Hi Dick,

Jeff paraphrased an unnamed source as suggesting that: "any MPI program that relies on a barrier for correctness is an incorrect MPI application." . That is probably too strong.

How about this assertion?

If there are no wildcard receives - every MPI_Barrier call is semantically irrelevant.

This depends on what 'semantically irrelevant' means.  It is clear that one can write a wildcard-free program that will deadlock if you insert a barrier incorrectly, but that removing the barrier will avoid the deadlock. (Imagine P1 doing a Send; Barrier and P2 doing a Barrier; Receive(nonwildcard)).

So a wildcard-free program may still deadlock (semantically noticeable effect) by having barriers. I'm sure you did not mean to include this degenerate nit-pick - but yes otherwise you are right!  The proof exists in a Siegel paper (cited in our EuroPVM'08) for a subset of MPI. Our work takes that idea further and offers a complete checking algorithm  for one test harness (data set) as now described.

The exact consideration for locating semantically irrelevant barriers (we call it Functionally Irrelevant Barriers in our paper) is given in our EuroPVM / MPI 2008 paper. The analysis involves ordering paths -- IntraCB and InterCB. CB stands for Completes-before.

What is IntraCB?  Imagine two MPI sends from P1 to P2 in that order. MPI forces them to complete in program order. Now imagine P1 sending to P2 and then P1 sending to P3. These can complete out of program order. Why so? Because MPI guarantees only non-overtaking (point-to-point non-overtaking). It also makes sense practically: the first send may be shipping a gigabyte to P2 and the second shipping a byte to P3.

IntraCB is a weak relation wrt program order. We have accurately defined IntraCB in our CAV 2008 paper (available on our website). The basic idea is simple: about 6-7 rules capture IntraCB (like in the above example).

Now in our EuroPVM 2008 paper, we show how to lift IntraCB to InterCB by computing a "closure" thru barriers. This defines MPI ordering paths. This is again a simple idea.

The gist of FIB is this: if an ordering path is affected by the removal of barriers, then that barrier is functionally relevant; else it is not. FIB does this analysis for all possible ordering paths.

How are all ordering paths determined? Well for this, FIB needs help from our POE algorithm (CAV 2008) that generates the RELEVANT executions of an MPI program. Basically POE gives you the semantically minimal (close to minimal; slightly bloated is possible) set of interleavings of an MPI program.  Here is the idea: if you write an MPI program with P1 sending to P2, P3 sending to P2, and P3 doing a wildcard receive from either P1 or P2, our POE algorithm generates two interleavings. These are sufficient. No need to consider all permutations of posting send1, send2, receive(*) in all orders.  The POE algorithm is essential for FIB to work.

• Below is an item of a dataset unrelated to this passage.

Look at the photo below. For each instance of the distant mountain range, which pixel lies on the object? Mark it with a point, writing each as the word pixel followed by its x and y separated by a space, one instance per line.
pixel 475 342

In fact, thru a few mouse-clicks, you can do all this

1) download ISP  from  http://www.cs.utah.edu/formal_verification/ISP-release
2) fire it up
3) If running under Linux, use the --fib flag; if running under Windows, the flag is on by default
4) ISP verifies the program for assert failures, MPI object leaks, and deadlocks
5) If ISP stops w/o deadlocks found (ie all goes well) it prints the list of FIBs.

Please try - we will appreciate it greatly! We may have always overlooked something -- we will be very grateful if you could offer feedback to improve our ISP tool that contains the FIB algo implementation.

As a bonus, if you read our EuroPVM / MPI 2008 paper, you will find, in its first 3-4 pages, some "brain teasers" that you can read, and see if you think those barriers could be removed. Next you can type those 3-4 line examples into ISP and see what it says wrt the FIB status.

I'm not fibbing... :-)



p.s. I said that FIB does the analysis for one data set. As in our paper, we have shown that in many cases, a static analyzer can determine that a program is data independent. In that case, the FIB analysis holds for all inputs (input = test harness = data set).


It is the exception that tests the rule.

If someone can provide an example of an MPI_Barrier that is required by an application based on MPI communication and that does not use wildcard receive I am interested in seeing it. I do not know of a counter example but also do not have proof of the assertion I place before the group.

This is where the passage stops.